Can't find a chant choir? Well, start your own

By 
  • February 9, 2011
Surinder MundraTORONTO - Looking for a choir to join, Surinder Mundra couldn’t find what he was looking for. He went to one Mass where the choir was singing Louis Armstrong’s “What a Wonderful World” during the homily. In contrast, during the drive home from Mass, he was listening to Giovanni Pierluigi da Palestrina, a composer of sacred music in the Renaissance.

“It was backwards,” the concert pianist, piano teacher, organist and music director at both St. Patrick’s Church in Toronto and St. Georges Anglican Church in Pickering, Ont., told The Catholic Register. “I was listening to secular music in a Church. I had to leave the Church, go into my car and drive home to listen to liturgical music.”

Disillusioned by this, along with the emphasis that many parish choirs have on performance instead of spirituality, Mundra decided to start his own choir. In 2006, he founded St. Patrick’s Gregorian Choir, which specializes in Gregorian chants in its proper liturgical context. One of the only of its kind in Toronto, the choir currently has 15 members.

“The Church considers Gregorian chants... as the proper official music of the Catholic Mass and Catholic liturgy,” said Mundra, who discovered this through reading both older and more recent Church documents, material on music from the Council of Trent and Sacrosanctum, a music ministry related document from Vatican II.

“In the Church, music holds a very important function because essentially what it should be doing is it should draw people towards a greater reverence towards the Blessed Sacrament at Holy Mass so they can go out into the world and be good Catholics.”

And once he started the choir, he began to learn a lot more about his Catholic faith, he said.

“The chants themselves are very steeped in Scripture and in Christ and the words are very important so when you begin to sing this music it sort of elevates the Sacred Scripture into something even more... What this music has essentially done is made me more aware of what it is to be Catholic. And it has certainly done that for the singers.”

Choir member Eva Lagan said Gregorian chant always inspired her as a form of musical devotion.

“Since being a member I have grown not only in my musical ability, but also in humility, patience and self-discipline,” she said.

“My prayer life and love of the Eucharist has also intensified.”

The choir has sung at many traditional Latin Masses across the city, including Masses at Holy Cross and St. Theresa’s parishes. It sings regularly at the 5 p.m. Mass at St. Patrick’s and has been invited to sing at an evening prayer service at St. George’s Memorial Anglican Church in Oshawa, Ont.

The choir has also attracted many people from across the city, said Mundra.

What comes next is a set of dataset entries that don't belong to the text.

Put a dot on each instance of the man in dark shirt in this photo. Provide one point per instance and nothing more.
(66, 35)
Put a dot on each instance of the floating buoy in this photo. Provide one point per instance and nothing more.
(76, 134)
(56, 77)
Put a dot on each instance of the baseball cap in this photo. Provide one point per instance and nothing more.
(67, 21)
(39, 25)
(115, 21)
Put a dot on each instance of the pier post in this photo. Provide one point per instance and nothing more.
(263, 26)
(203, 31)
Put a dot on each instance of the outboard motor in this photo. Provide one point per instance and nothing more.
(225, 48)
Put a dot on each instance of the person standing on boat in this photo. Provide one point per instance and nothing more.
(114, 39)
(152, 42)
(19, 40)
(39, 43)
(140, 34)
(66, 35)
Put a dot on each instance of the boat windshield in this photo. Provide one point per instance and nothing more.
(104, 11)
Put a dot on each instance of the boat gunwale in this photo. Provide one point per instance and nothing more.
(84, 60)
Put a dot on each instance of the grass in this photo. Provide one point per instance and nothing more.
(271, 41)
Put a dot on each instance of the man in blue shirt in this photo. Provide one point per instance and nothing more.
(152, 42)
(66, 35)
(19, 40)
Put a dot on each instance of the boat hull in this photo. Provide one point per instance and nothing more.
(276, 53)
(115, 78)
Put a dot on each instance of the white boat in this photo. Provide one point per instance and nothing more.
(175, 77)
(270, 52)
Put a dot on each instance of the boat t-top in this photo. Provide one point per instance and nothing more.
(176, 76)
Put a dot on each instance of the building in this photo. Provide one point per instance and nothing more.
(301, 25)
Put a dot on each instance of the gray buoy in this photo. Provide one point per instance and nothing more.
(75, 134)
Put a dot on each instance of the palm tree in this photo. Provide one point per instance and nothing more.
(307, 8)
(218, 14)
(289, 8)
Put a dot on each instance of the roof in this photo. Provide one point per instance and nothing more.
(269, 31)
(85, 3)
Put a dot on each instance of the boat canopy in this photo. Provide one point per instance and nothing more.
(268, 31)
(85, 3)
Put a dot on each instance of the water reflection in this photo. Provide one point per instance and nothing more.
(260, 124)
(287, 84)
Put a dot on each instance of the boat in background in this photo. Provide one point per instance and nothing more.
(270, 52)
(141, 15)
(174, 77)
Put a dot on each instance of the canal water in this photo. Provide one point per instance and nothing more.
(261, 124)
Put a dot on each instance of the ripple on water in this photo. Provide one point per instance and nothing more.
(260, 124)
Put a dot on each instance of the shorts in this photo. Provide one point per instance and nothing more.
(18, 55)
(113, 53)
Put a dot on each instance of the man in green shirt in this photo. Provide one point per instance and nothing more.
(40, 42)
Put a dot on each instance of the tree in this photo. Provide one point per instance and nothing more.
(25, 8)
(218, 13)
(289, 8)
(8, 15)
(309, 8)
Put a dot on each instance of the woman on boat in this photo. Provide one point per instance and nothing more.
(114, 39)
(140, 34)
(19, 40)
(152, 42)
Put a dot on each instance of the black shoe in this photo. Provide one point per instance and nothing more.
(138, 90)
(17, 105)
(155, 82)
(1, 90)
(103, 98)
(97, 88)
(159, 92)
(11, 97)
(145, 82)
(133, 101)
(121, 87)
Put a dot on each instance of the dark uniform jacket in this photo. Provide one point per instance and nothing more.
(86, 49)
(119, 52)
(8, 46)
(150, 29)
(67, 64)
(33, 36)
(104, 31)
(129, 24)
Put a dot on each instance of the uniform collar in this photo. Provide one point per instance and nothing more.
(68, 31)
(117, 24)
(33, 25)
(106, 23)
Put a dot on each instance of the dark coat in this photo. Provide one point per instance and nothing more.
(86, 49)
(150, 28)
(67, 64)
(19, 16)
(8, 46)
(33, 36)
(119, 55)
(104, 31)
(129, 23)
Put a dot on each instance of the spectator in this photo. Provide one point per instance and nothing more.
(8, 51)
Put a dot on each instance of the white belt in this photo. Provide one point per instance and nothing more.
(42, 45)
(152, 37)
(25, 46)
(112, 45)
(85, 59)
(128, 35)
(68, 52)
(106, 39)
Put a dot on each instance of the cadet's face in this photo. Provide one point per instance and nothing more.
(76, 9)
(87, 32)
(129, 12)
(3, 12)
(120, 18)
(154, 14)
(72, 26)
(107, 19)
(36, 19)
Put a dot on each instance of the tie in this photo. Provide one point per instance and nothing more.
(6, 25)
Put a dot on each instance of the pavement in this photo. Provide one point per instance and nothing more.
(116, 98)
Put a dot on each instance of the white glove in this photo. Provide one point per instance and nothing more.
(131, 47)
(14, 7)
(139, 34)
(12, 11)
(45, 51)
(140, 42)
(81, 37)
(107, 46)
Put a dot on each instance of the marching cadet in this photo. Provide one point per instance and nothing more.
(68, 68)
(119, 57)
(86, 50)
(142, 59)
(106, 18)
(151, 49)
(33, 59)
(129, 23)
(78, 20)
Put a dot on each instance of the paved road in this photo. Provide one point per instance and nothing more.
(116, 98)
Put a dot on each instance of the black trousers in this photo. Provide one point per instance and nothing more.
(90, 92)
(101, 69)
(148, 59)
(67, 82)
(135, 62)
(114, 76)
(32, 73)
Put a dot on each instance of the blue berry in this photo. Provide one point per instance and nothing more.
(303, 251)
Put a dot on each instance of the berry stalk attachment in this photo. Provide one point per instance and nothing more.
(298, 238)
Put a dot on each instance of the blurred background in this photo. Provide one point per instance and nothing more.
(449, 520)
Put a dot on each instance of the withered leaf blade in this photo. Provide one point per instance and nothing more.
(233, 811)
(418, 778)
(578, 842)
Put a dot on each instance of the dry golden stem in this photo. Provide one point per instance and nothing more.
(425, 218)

“Many of its members come from as far west as Etobicoke to the east end of Durham,” he said. “Interestingly, the choir has been of particular interest to non-Catholics, including a few Buddhists and atheists.”

Made up of amateurs, it is open to anyone as long as they are a music enthusiast and have a decent voice, he said.

“I’m teaching them how to sing, teaching them proper vocal technique and teaching them how to read the notation.”

Mundra is also starting Friends of the Ancient Arts, or Artis Antiqua Amicis, which will be made up of an ensemble of instrumentalists at St. Patrick’s playing sacred orchestral music as it would originally have been performed for Church celebrations.

“If I wanted to listen to the vespers of Monteverdi, I would have to go to a concert and I would have to pay,” he said. “But they weren’t originally written for that. They were written for Church.”